In a collaborative twist, when I suggested to the curator that windows were a great surface to attach my petals to, he asked me if I would bring some or if I wanted him to put some up. So my petals will be installed on some windows that he puts up on the back wall of the cafe, a new and exciting place for the petals to multiply and expand out.
This is an image of the first complete tea set I ever made. I made it during a hand-building class with Ginny Gillen in 2008. On Labor Day weekend I fired the set in Louise Harter's wood kiln in Connecticut.
So far I have exhibited this tea set at The Art of Dining show at the Krikorian Gallery and Change it as you see fit at the Sprinkler Factory Gallery. I have also offered it for sale at my studio sales. Yet, it seems that no one has been interested in creating a permanent relationship with this tea set. Perhaps it is just too small: the cups are like Italian espresso cups, and including the little loop at the top, the teapot is just 5" tall. But this is not a tea set for the thirsty, this tea set presents the opportunity to share, for a short moment, a pause from the bustle of daily life.

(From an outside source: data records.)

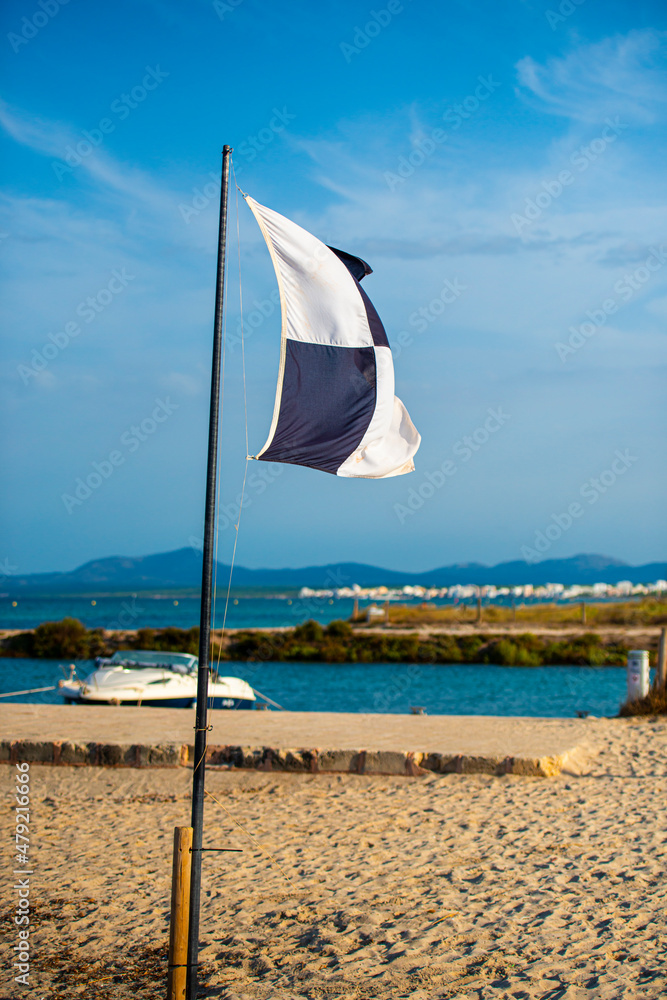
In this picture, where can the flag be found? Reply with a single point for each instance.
(335, 407)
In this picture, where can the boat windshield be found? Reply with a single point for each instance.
(180, 662)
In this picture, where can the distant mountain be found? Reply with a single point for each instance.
(182, 569)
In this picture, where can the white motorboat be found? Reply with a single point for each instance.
(148, 677)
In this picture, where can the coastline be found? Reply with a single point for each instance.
(359, 886)
(507, 644)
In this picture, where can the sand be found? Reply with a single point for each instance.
(358, 886)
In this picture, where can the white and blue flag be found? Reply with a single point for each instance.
(335, 406)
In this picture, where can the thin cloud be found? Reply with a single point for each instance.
(623, 75)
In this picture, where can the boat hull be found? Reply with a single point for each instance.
(231, 704)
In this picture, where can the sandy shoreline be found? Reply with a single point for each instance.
(441, 886)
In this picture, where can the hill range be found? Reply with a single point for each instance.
(181, 570)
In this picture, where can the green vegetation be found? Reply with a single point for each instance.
(337, 642)
(647, 611)
(655, 703)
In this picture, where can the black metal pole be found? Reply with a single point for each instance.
(205, 615)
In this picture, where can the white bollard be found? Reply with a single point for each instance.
(638, 674)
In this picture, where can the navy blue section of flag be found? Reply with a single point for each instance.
(335, 407)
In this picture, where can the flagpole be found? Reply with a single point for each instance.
(206, 587)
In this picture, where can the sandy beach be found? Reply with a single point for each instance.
(357, 886)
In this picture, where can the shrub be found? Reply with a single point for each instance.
(311, 631)
(339, 629)
(67, 639)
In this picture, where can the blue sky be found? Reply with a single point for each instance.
(500, 165)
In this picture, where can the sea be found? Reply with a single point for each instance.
(456, 689)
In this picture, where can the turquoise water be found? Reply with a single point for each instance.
(159, 612)
(471, 689)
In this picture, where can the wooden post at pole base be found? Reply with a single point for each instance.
(180, 913)
(661, 672)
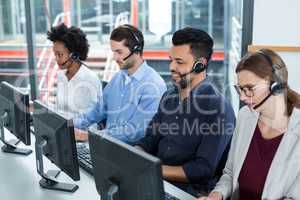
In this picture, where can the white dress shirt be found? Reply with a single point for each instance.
(78, 95)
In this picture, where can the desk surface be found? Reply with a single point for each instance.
(20, 180)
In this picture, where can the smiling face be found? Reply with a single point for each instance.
(181, 62)
(255, 88)
(61, 54)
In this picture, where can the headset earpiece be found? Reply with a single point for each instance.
(277, 86)
(199, 66)
(74, 56)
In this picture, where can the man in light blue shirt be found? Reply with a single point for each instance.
(132, 97)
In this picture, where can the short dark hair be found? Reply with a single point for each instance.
(200, 42)
(130, 34)
(73, 38)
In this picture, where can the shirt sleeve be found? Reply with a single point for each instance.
(213, 142)
(96, 114)
(134, 129)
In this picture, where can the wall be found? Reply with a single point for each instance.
(276, 22)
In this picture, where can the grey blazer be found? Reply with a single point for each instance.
(283, 179)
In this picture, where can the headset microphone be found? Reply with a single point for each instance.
(198, 67)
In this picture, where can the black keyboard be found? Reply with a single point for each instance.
(170, 197)
(85, 162)
(84, 158)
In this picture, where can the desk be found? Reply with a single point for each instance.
(19, 180)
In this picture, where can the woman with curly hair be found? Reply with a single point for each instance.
(77, 86)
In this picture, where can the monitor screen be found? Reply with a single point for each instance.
(15, 104)
(124, 172)
(58, 133)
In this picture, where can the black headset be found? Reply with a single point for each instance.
(137, 46)
(278, 85)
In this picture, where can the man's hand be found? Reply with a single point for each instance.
(80, 135)
(213, 196)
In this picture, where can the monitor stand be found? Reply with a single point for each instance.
(10, 147)
(112, 192)
(48, 180)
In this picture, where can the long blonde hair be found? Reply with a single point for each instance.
(260, 66)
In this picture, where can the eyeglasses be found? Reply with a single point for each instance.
(249, 90)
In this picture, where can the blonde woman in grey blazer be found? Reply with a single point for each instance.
(264, 159)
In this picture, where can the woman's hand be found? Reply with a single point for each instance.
(213, 196)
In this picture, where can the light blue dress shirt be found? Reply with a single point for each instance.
(128, 104)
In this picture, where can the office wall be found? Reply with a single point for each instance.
(276, 22)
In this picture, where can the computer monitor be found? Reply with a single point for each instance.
(55, 139)
(123, 172)
(15, 117)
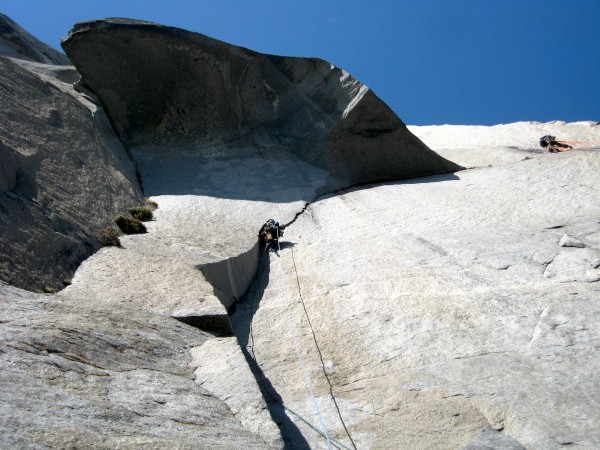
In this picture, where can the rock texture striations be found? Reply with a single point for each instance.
(451, 311)
(65, 174)
(167, 89)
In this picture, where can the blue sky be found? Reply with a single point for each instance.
(478, 62)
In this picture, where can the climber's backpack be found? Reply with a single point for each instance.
(545, 140)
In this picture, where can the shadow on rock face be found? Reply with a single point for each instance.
(204, 117)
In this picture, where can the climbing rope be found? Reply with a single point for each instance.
(319, 352)
(266, 391)
(293, 333)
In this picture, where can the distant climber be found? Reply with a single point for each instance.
(553, 145)
(270, 233)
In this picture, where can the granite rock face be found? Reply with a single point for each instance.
(65, 177)
(18, 43)
(169, 90)
(64, 173)
(440, 312)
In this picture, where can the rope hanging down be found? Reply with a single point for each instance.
(293, 333)
(337, 444)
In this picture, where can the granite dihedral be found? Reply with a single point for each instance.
(174, 89)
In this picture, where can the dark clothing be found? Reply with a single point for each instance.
(270, 233)
(552, 144)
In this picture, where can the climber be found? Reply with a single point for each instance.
(270, 233)
(553, 145)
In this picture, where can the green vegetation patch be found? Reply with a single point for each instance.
(142, 213)
(130, 225)
(109, 237)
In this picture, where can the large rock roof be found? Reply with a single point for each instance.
(172, 88)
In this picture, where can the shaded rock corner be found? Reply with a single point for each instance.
(164, 87)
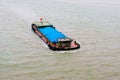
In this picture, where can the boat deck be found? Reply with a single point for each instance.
(51, 33)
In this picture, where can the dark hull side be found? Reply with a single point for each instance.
(50, 45)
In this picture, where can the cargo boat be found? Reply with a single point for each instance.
(52, 37)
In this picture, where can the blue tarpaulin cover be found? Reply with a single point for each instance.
(51, 34)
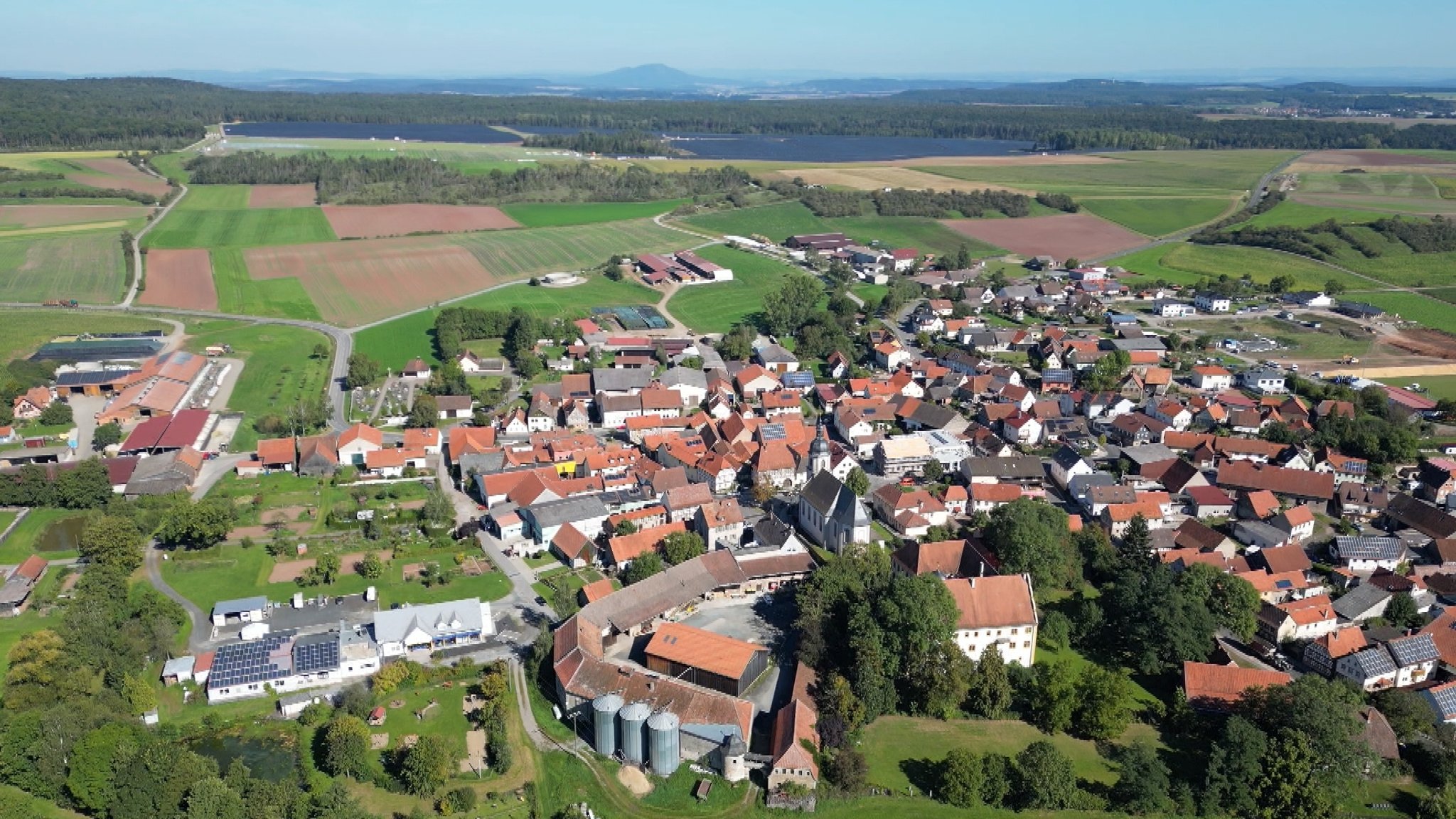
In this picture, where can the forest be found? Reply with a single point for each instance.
(418, 180)
(168, 114)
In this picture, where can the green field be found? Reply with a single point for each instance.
(397, 341)
(239, 228)
(778, 222)
(1430, 312)
(781, 220)
(23, 330)
(1133, 173)
(244, 295)
(229, 572)
(519, 254)
(715, 308)
(86, 267)
(215, 197)
(280, 369)
(1186, 264)
(1160, 216)
(1299, 215)
(554, 215)
(892, 741)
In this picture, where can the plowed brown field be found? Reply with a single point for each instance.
(118, 173)
(361, 282)
(368, 222)
(179, 279)
(282, 196)
(1079, 235)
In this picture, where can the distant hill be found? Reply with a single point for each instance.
(654, 76)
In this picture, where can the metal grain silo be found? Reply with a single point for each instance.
(604, 720)
(661, 735)
(633, 729)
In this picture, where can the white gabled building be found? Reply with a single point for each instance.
(996, 611)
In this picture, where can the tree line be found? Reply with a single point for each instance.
(168, 114)
(418, 180)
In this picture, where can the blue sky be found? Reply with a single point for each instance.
(727, 38)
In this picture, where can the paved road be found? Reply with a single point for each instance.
(201, 626)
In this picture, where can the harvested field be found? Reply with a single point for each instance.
(1079, 235)
(1369, 158)
(118, 173)
(179, 279)
(291, 570)
(369, 222)
(282, 196)
(47, 216)
(889, 177)
(1430, 343)
(360, 282)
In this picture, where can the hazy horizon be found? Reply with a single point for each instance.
(813, 38)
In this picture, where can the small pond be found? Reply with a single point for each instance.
(267, 759)
(63, 535)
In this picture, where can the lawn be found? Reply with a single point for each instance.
(715, 308)
(1158, 216)
(397, 341)
(894, 744)
(1186, 264)
(240, 228)
(557, 215)
(23, 538)
(25, 330)
(240, 294)
(228, 572)
(280, 369)
(1410, 306)
(87, 267)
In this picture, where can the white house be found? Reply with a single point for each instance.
(1211, 376)
(1211, 302)
(433, 626)
(996, 611)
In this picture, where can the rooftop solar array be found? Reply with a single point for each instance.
(1414, 651)
(251, 662)
(316, 655)
(1445, 698)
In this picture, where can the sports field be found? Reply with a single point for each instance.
(1160, 216)
(244, 228)
(554, 215)
(279, 369)
(25, 330)
(85, 267)
(715, 308)
(1186, 264)
(397, 341)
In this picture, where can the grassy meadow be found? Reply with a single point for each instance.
(397, 341)
(554, 215)
(280, 369)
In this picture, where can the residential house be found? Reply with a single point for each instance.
(996, 611)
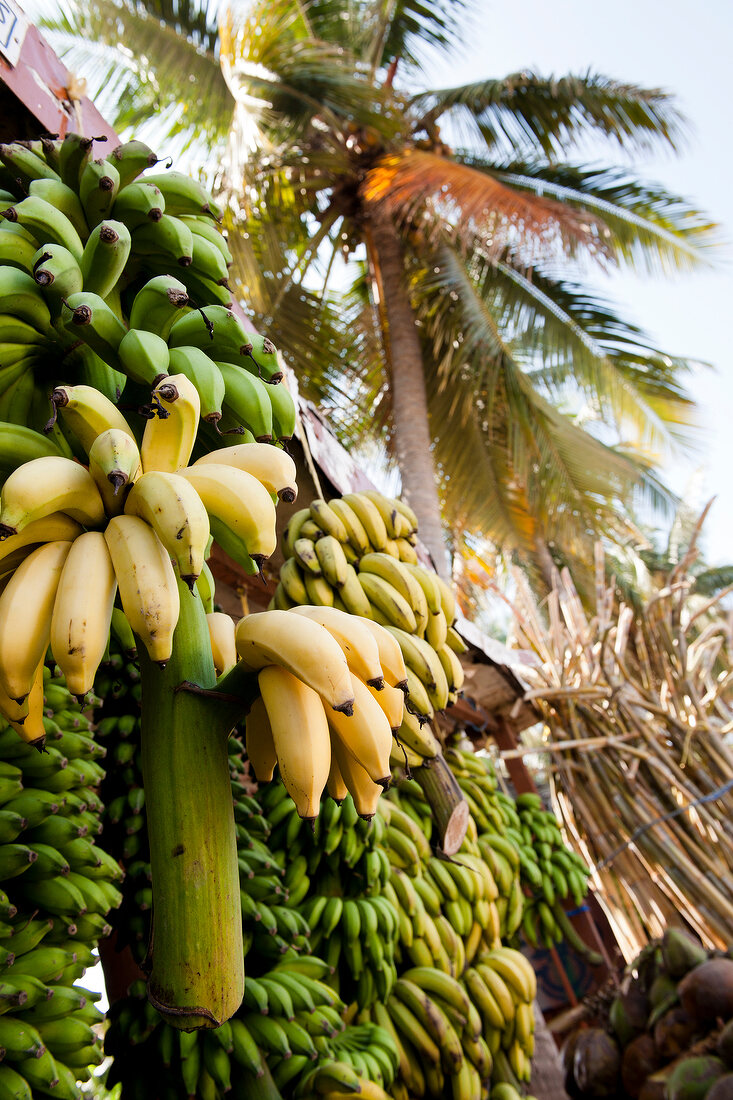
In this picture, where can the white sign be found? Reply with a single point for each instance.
(13, 25)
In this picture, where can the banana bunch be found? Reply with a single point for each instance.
(345, 870)
(523, 844)
(75, 536)
(57, 887)
(356, 553)
(86, 252)
(330, 701)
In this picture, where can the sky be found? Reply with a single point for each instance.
(685, 50)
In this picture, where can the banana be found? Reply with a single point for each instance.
(183, 194)
(248, 400)
(271, 465)
(138, 204)
(260, 744)
(176, 513)
(391, 658)
(223, 648)
(263, 354)
(284, 413)
(170, 436)
(48, 224)
(45, 485)
(353, 527)
(55, 527)
(146, 582)
(299, 730)
(386, 600)
(105, 256)
(204, 373)
(363, 790)
(353, 596)
(99, 183)
(239, 504)
(331, 560)
(365, 734)
(88, 414)
(369, 517)
(130, 160)
(357, 641)
(113, 464)
(21, 297)
(424, 661)
(160, 304)
(57, 273)
(25, 609)
(309, 652)
(143, 356)
(83, 611)
(93, 320)
(167, 238)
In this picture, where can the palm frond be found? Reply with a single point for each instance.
(641, 223)
(550, 114)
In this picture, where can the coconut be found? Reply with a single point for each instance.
(674, 1033)
(722, 1089)
(595, 1063)
(681, 952)
(641, 1059)
(627, 1015)
(724, 1045)
(707, 992)
(691, 1078)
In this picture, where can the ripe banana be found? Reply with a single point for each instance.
(299, 732)
(146, 582)
(170, 436)
(176, 513)
(303, 647)
(238, 503)
(48, 484)
(83, 611)
(271, 465)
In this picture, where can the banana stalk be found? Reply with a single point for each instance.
(195, 956)
(449, 807)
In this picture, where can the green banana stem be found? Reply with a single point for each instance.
(196, 955)
(447, 803)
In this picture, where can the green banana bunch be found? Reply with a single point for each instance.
(57, 889)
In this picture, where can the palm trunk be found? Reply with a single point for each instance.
(409, 411)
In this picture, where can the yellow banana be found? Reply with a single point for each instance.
(303, 647)
(299, 730)
(25, 609)
(83, 611)
(176, 513)
(57, 527)
(88, 413)
(367, 734)
(221, 634)
(354, 638)
(270, 464)
(363, 790)
(259, 741)
(391, 659)
(148, 585)
(115, 464)
(239, 504)
(170, 435)
(45, 485)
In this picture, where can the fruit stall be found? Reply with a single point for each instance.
(241, 713)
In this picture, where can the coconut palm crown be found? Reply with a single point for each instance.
(518, 405)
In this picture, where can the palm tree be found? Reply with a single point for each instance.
(468, 338)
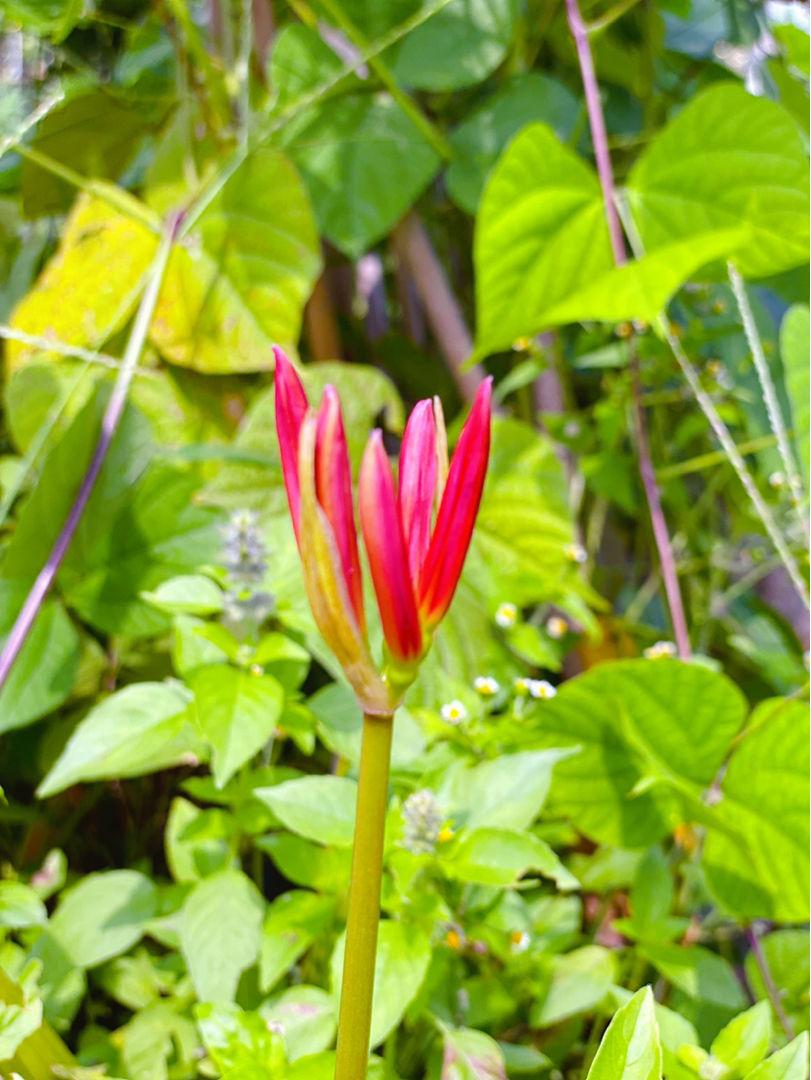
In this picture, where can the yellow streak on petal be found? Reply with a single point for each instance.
(326, 589)
(442, 449)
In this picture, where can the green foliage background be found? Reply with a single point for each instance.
(606, 881)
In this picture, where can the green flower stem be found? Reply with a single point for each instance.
(354, 1020)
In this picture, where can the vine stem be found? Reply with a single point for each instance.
(771, 986)
(110, 421)
(603, 158)
(357, 984)
(770, 396)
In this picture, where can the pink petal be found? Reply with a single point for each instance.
(291, 406)
(382, 532)
(334, 485)
(418, 483)
(458, 510)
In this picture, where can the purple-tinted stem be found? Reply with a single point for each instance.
(771, 986)
(603, 158)
(110, 421)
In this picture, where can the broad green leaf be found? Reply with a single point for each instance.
(786, 954)
(727, 159)
(152, 1037)
(43, 512)
(523, 1061)
(53, 18)
(241, 282)
(191, 649)
(89, 288)
(96, 134)
(675, 1031)
(540, 235)
(524, 527)
(294, 921)
(21, 906)
(504, 793)
(478, 140)
(284, 659)
(791, 1063)
(365, 391)
(256, 481)
(698, 972)
(630, 1049)
(651, 899)
(299, 62)
(237, 714)
(131, 547)
(501, 855)
(241, 1044)
(45, 669)
(637, 720)
(580, 981)
(794, 350)
(140, 729)
(21, 1014)
(542, 251)
(322, 1067)
(307, 864)
(307, 1016)
(318, 808)
(220, 929)
(197, 842)
(403, 956)
(757, 865)
(102, 916)
(471, 1055)
(364, 162)
(458, 46)
(744, 1042)
(189, 594)
(340, 727)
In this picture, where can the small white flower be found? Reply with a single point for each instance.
(540, 689)
(519, 941)
(454, 712)
(486, 685)
(521, 686)
(576, 553)
(507, 616)
(661, 650)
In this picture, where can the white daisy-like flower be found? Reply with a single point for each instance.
(519, 941)
(521, 685)
(454, 712)
(576, 553)
(507, 616)
(486, 685)
(661, 650)
(540, 689)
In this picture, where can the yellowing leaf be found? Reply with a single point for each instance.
(89, 288)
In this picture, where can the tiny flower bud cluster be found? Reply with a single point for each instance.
(244, 553)
(422, 822)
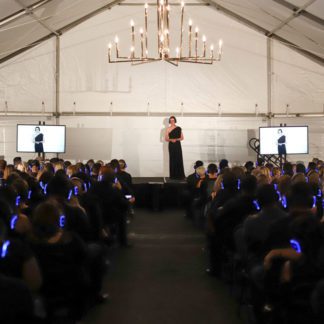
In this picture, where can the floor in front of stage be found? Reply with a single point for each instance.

I like to start small, and this is just the beginning of my journey into tea sets.
Next Wednesday I will start my first class at Harvard, The Contemporary Teapot Knows No Bounds: Through slide presentations, surface treatment, hand-building, wheel-throwing, and altering forms, this class will prepare me to take on the challenges of designing and integrating parts: lid, spout, handle and body in an effort to push limits and transform the teapot from functional vessel to sculptural object.